While many employers may already have policies in place that comply with the PWFA, covered employers should review and, if applicable, update their accommodation policies and procedures to ensure compliance with the PWFA as well as applicable state law. Further, employers should consider training managers on identifying and addressing requests for an accommodation under the PWFA as well as under Title VII and the ADA.
As covered employers navigate these new accommodation requirements, the K&L Gates Labor, Employment, and Workplace Safety practice can assist with all aspects of preparing for and maintaining compliance under the new law.
This article does not contain legal advice and should not be relied upon as providing legal advice.

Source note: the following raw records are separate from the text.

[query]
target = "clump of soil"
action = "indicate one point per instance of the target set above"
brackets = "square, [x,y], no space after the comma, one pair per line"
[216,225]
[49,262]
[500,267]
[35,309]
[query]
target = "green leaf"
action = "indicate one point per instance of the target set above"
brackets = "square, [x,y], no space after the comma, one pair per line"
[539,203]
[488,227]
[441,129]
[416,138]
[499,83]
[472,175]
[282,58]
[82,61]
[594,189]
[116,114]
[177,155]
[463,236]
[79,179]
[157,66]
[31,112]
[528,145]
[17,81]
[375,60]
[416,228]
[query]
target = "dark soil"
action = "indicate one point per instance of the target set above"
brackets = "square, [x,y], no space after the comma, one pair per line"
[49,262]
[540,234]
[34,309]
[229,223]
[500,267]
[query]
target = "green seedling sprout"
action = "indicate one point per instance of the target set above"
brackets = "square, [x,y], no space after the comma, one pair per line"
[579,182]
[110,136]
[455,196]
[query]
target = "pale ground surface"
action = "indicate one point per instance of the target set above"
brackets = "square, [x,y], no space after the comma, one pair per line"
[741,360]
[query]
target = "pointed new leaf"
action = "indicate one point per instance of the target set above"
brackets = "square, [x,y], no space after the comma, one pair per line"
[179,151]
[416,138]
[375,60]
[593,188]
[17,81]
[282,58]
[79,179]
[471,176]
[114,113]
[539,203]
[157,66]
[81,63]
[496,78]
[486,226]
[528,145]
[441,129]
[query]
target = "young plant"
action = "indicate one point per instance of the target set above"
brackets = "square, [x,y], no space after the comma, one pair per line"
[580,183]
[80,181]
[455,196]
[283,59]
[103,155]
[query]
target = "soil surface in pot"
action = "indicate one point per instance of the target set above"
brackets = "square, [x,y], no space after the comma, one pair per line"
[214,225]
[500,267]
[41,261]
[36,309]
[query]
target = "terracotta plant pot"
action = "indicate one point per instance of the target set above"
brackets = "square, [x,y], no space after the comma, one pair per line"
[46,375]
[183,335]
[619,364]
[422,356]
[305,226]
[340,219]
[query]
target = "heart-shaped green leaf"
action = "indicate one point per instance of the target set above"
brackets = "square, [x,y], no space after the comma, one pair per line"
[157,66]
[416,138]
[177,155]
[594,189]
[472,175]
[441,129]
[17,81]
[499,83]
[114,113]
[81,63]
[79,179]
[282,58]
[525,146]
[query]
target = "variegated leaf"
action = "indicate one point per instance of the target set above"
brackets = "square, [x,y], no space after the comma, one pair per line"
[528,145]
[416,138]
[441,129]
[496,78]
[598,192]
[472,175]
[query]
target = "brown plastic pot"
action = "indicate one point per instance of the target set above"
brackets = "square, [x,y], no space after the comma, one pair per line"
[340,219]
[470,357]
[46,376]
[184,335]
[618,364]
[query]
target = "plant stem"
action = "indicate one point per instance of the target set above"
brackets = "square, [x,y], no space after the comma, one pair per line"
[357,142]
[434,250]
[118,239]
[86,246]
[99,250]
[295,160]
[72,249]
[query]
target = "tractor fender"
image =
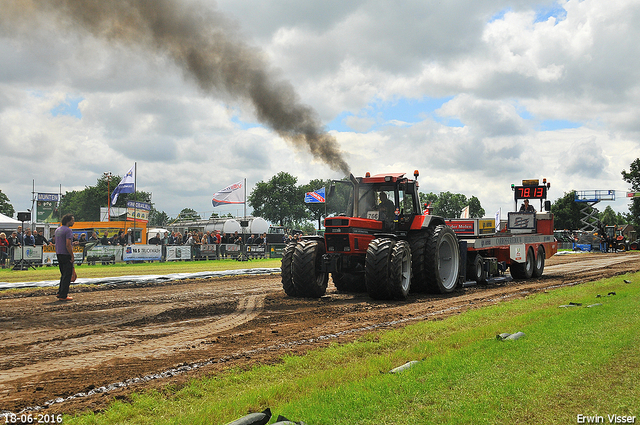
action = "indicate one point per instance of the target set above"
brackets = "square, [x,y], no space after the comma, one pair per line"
[424,221]
[313,238]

April Boyer is a partner and Claudia Marina Velasquez is an associate in K&L Gates’ Miami office, and Erinn Rigney is a partner in K&L Gates’ Chicago office, where they counsel and represent employers in connection with the firm’s Labor, Employment, and Workplace Safety practice.
1 Pregnant Workers Fairness Act, H.R. 1065, 117th Cong. (2021), https://www.congress.gov/bill/117th-congress/house-bill/1065/text.
2 Prior to the enactment of the PWFA, some states and municipalities enacted or amended laws to extend accommodations to individuals on the basis of pregnancy, childbirth, and related medical conditions, including California (Cal. Code Regs. tit. 2 § 11040), Illinois (775 ILCS 5/2-102(J)), Rhode Island (R.I. Gen. Laws § 28-5-7.4), Delaware (19 Del. C. § 711), and New York City (N.Y.C. Admin. Code § 8-107).